BRASÍLIA – A Folha publicou ontem notícia que deveria orgulhar a todos os brasileiros. Habitualmente críticos (e corretos), relatórios internacionais já estão reconhecendo avanços nos direitos humanos no país. E de quem é a responsabilidade? Claro que não é da fatia de nossa elite que, hoje, pode ser simbolizada por um presidente deslumbrado por uma manequim sem calcinha.
Ainda não dá para comemorar, claro. Prosseguem as chacinas impunes, patrocinadas por policiais e esquadrões da morte. Ainda falta muito para que pulemos fora do estágio de barbárie. Mas a situação pouco a pouco está mudando, acompanhando a revolução da cidadania no Brasil.
A pressão popular está aumentando, o que estimula a ação das autoridades. Os relatórios ressaltam que, nas chacinas da Candelária e Vigário Geral, houve pronta reação do governo do Rio –gente acabou na prisão. Em São Paulo, a matança da PM caiu drasticamente depois do episódio do Carandiru.
Para que o cenário começasse a sofrer alteração, muitos heróis anônimos se expuseram contra a violência impune; alguns morreram, outros foram perseguidos, alguns torturados. Todos tiveram e têm, em maior ou menor grau, de administrar o medo. O país oficial causa decepção e irritação. Por falta de seriedade, não se consegue baixar a inflação e reduzir a dívida social –a mediocridade é generalizada. Tivéssemos no setor público uma pequena parcela do desprendimento desses milhares de heróis anônimos das favelas e bairros periféricos que ousam enfrentar a violência institucionalizada, estaríamos, agora, bem melhor.

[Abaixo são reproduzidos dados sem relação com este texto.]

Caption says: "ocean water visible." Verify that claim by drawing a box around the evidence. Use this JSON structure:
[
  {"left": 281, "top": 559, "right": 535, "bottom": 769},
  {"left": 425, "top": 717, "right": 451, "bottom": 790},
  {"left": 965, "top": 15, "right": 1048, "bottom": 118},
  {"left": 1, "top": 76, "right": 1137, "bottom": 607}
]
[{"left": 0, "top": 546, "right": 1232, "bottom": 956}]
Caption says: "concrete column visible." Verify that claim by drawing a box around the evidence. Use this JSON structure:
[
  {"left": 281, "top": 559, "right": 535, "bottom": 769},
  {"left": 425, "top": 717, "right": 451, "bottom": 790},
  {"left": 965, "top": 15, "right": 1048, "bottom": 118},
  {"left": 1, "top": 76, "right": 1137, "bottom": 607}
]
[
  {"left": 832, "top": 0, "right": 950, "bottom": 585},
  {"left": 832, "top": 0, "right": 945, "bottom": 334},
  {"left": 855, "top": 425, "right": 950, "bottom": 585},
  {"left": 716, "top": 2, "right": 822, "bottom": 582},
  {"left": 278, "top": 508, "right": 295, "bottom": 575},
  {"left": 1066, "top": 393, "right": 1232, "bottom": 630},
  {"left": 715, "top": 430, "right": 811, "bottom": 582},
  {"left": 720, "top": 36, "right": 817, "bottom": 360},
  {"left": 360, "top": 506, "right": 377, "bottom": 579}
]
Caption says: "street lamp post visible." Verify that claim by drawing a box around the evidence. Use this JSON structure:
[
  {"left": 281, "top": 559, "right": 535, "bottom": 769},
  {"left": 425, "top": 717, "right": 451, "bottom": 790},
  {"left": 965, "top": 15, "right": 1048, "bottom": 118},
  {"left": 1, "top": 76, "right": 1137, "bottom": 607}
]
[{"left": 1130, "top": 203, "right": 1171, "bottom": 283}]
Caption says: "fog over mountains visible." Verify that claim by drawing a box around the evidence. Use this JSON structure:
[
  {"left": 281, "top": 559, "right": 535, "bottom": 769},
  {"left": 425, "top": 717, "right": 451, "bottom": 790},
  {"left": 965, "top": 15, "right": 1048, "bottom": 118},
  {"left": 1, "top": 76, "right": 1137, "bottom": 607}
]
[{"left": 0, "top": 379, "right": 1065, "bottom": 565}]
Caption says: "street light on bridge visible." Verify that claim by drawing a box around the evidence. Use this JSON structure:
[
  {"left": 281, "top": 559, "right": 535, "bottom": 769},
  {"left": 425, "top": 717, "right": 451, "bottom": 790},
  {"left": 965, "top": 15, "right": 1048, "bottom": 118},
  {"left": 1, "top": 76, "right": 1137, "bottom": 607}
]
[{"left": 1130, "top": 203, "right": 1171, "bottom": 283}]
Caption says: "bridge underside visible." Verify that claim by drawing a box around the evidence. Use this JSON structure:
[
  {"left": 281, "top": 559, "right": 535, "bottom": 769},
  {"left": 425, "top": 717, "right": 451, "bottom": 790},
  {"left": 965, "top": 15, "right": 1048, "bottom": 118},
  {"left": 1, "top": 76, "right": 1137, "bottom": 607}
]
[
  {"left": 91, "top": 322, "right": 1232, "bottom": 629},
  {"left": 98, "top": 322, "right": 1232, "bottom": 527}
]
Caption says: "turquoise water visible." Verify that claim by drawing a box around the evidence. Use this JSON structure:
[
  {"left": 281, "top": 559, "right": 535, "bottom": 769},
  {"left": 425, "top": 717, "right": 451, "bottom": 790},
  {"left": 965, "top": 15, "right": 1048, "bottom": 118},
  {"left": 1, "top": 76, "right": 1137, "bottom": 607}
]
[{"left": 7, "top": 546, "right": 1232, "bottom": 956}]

Felizmente, indivíduos como Itamar Franco passam e, logo, eles se recolhem ao seu exato tamanho –aliás, no próximo Carnaval, já fora da Presidência, ele que experimente voltar ao Sambódromo para ver se terá tantas manequins disputando sua atenção.
Mas o reconhecimento dos heróis anônimos, gente que nunca conseguirá ir nos camarotes badalados, merecerá respeito e admiração. É gente simples que reescreve e dignifica todos os dias a história de um país, dedica-se a causas humanitárias.